Taken to its extreme, i.e., if you cut back too much and for too long, cycling is a disaster. Do not abuse cycling. A 6-month “perfectly” organized stretch that brings you to a peak for just two new-ground workouts is a perversion of cycling. You need to train very hard for a darn sight more than a few weeks out of every 26 - for most of your workouts, in fact.

Some people see intensity cycling as a waste of time because they think that the more hard workouts they have, the better. They are so eager to get training flat-out, or very near to it, that they never develop the gaining momentum needed for long-term progress. Also, by dropping right into full-bore work, how are exercise form and mental concentration going to be learned or reviewed, and then perfected?
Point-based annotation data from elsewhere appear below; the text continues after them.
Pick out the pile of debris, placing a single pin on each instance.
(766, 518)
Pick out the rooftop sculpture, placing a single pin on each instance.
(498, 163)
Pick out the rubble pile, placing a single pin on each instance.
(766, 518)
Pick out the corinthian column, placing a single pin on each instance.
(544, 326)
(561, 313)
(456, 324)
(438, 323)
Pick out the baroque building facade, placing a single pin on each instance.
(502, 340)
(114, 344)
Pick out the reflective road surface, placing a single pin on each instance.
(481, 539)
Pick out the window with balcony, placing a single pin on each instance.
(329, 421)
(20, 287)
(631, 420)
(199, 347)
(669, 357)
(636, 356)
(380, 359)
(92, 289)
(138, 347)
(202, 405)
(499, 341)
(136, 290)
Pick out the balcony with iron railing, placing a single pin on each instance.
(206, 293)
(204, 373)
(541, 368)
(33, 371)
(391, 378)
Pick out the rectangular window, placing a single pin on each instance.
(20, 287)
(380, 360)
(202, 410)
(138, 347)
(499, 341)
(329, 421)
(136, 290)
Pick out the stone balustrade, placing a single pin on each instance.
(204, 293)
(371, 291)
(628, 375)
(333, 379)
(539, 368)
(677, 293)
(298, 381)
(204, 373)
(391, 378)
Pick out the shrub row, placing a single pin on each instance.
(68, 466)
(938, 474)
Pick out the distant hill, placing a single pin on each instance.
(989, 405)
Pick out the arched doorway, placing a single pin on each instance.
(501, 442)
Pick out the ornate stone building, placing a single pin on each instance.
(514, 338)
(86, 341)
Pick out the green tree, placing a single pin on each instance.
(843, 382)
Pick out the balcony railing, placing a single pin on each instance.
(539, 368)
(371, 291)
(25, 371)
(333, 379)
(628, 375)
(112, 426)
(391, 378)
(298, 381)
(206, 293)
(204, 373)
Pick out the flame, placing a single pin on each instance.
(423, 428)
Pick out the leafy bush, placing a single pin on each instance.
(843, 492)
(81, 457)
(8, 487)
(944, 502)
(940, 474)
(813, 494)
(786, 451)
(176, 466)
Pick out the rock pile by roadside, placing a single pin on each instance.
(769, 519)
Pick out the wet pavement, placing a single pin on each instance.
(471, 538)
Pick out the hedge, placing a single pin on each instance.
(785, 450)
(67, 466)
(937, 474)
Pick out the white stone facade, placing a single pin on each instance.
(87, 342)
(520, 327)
While you should push yourself to the limit for most of your workouts, “most” does not mean “all.” Learn not to push yourself to the limit during some periods. This is difficult to do if you have been locked into the “hard all the time” philosophy. Those who try to train full-bore all of the time have a built-in natural cycling format, whether they like it or not. Is there any typical working and family person who can train full-bore two or three times each week for 52 weeks of the year while being 100% healthy, 100% motivated for every single session, and not having work or family circumstances disrupt training? The disruptions and constraints of life force people to have ups and downs in their training, giving it a natural cycling format.